But Newsweek is still waiting for Brown’s redesign, which she promises in the coming months. The staff exodus from Newsweek continues. Long-time editor Daniel Klaidman, one of the last of the old guard, left the magazine in January. And the ad situation is precarious: the February 14 issue had 12 ad pages in a 52-page magazine.
Newsweek’s 78th birthday is today. It has a new editor, and a new owner. But what it needs is a radical new plan.
Donald Graham was in anguish. It was late 2009, and Newsweek, the weekly magazine that his father, Philip, had bought in 1961 and that his mother, Katharine, had cherished—had become an albatross. In the good old days, Newsweek staffers affectionately called his mother Lady Katharine, but now her son was trying to cope with his role as executioner.
Bleeding ad revenue and subscribers, the magazine had lost $16 million in 2008, and the losses would double in 2009. The Washington Post Company’s board of directors had watched the company’s stock drop from nearly $1,000 a share in December 2004 to $322.50 in March 2009.
The Post Company’s board was pressuring Graham to plug Newsweek’s drain on profits and growth.

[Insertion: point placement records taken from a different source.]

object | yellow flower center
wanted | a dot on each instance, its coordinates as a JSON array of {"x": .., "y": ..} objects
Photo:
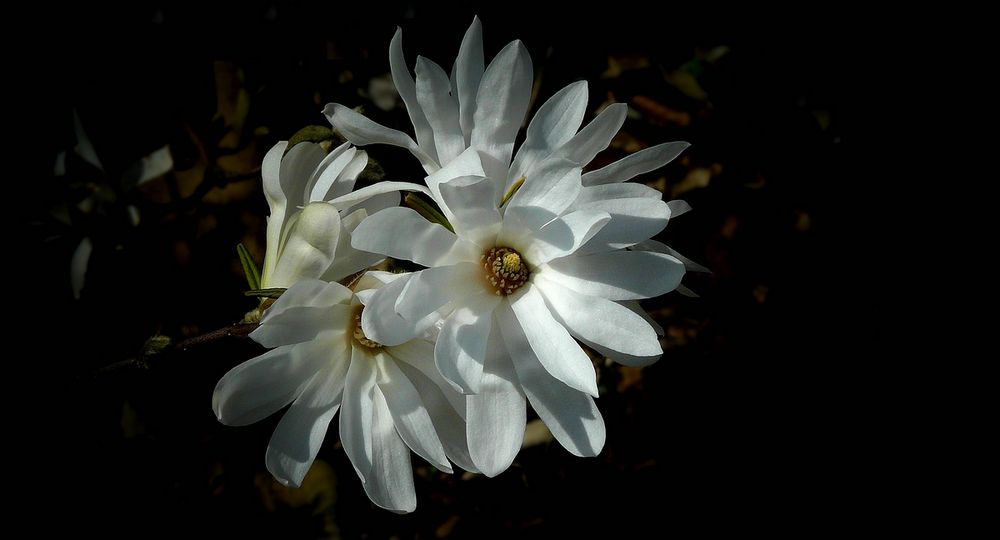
[
  {"x": 505, "y": 271},
  {"x": 359, "y": 334}
]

Warren Buffett, the heaviest of heavy hitters among investors and board members, wanted to sell Newsweek and cut its losses.

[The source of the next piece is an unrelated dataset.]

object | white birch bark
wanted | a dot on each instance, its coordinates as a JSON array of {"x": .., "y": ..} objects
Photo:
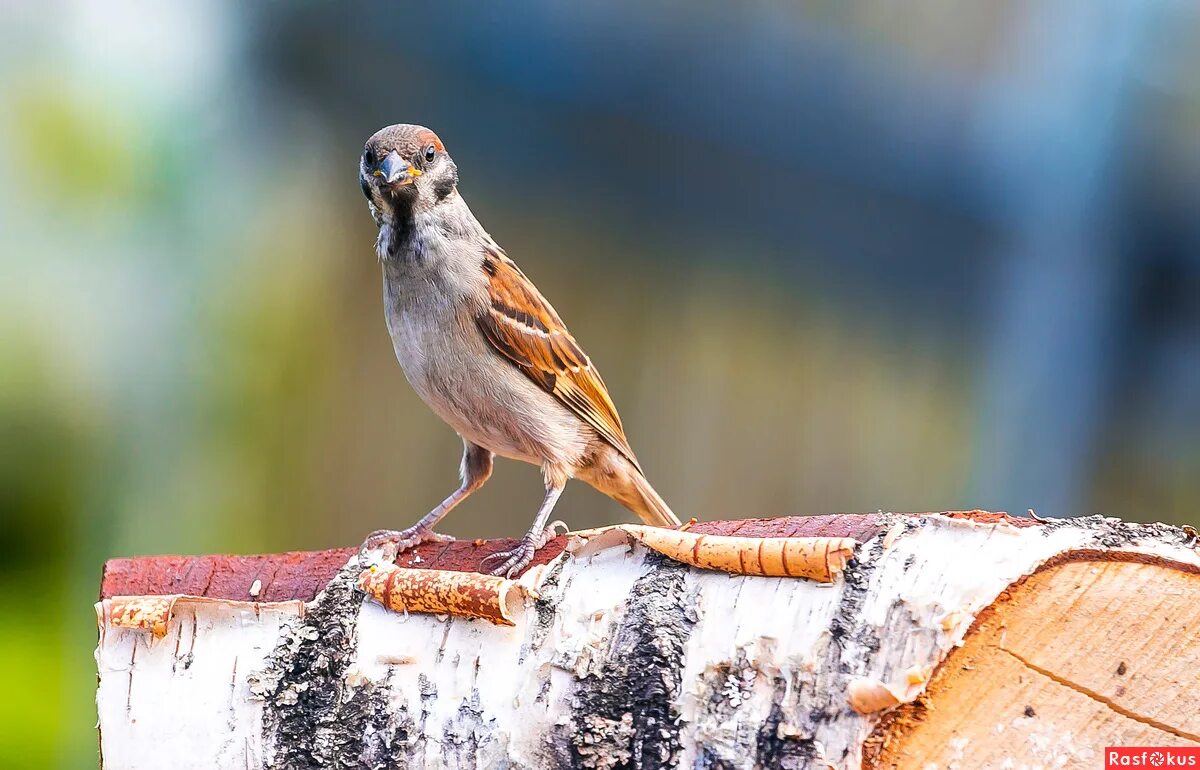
[{"x": 627, "y": 660}]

At 64, Don Graham was the patriarch of the Graham family. Though he wasn’t the eldest, his mother had chosen him to preside over the family’s corporate jewels, first as publisher of the Washington Post and then as chairman of the Post Company, which had grown from a media business to a conglomerate dominated by its Kaplan education division.
The last thing Graham wanted to do was abandon Newsweek. He had installed a new editor, Jon Meacham, in 2006. He had supported redesigns in 2007 and 2009. He had watched Meacham turn the magazine from news and reporting to essays and argument.

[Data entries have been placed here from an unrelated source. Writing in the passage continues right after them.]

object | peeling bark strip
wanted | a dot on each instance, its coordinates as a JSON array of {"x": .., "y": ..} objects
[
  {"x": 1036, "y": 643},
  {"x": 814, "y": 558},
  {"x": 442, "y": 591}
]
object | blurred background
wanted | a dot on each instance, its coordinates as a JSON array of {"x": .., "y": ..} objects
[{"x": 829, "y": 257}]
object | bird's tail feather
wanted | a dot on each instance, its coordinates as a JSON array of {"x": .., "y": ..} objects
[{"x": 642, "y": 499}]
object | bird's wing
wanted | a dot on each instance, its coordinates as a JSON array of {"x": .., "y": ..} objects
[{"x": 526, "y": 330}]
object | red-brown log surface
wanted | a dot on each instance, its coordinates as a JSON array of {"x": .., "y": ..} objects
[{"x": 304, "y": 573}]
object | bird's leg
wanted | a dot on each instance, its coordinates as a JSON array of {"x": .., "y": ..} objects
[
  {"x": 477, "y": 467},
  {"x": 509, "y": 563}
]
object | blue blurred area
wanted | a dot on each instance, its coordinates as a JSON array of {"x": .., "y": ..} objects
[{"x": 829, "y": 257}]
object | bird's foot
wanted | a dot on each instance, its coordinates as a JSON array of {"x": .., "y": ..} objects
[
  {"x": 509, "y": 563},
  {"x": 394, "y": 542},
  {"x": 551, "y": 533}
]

Reporters in the Washington bureau rebelled in 2009 over Meacham’s management. “I must tell you,” one wrote in an anonymous letter sent to Graham’s home near DC’s Dupont Circle, “it is no exaggeration to describe what is going on right now as an act of corporate suicide.”
Toward the end of 2009, Graham met weekly with advisers and his sister, Elizabeth “Lally” Weymouth, to find ways to shore up the magazine’s finances. He and Weymouth, who had found a home as a writer at the magazine, pitched advertisers. By late 2009, he had three choices: Cut the staff, shut it down, or sell it.
“It was excruciatingly difficult for him,” one of his confidants says.
In May 2010, the world learned by official announcement that the Post Company was putting Newsweek on the block, but the board had voted to sell the magazine four months earlier. In January, Don Graham called close friends and family with the news. Among them were Rick Smith, the Newsweek lifer who had edited the magazine for eight years and retired as CEO in 2007, and Lally Weymouth.
“I was sad,” Weymouth says. “My father bought Newsweek 49 years ago. We cared deeply about the magazine and the people who worked there, but I understood the board’s business decision.”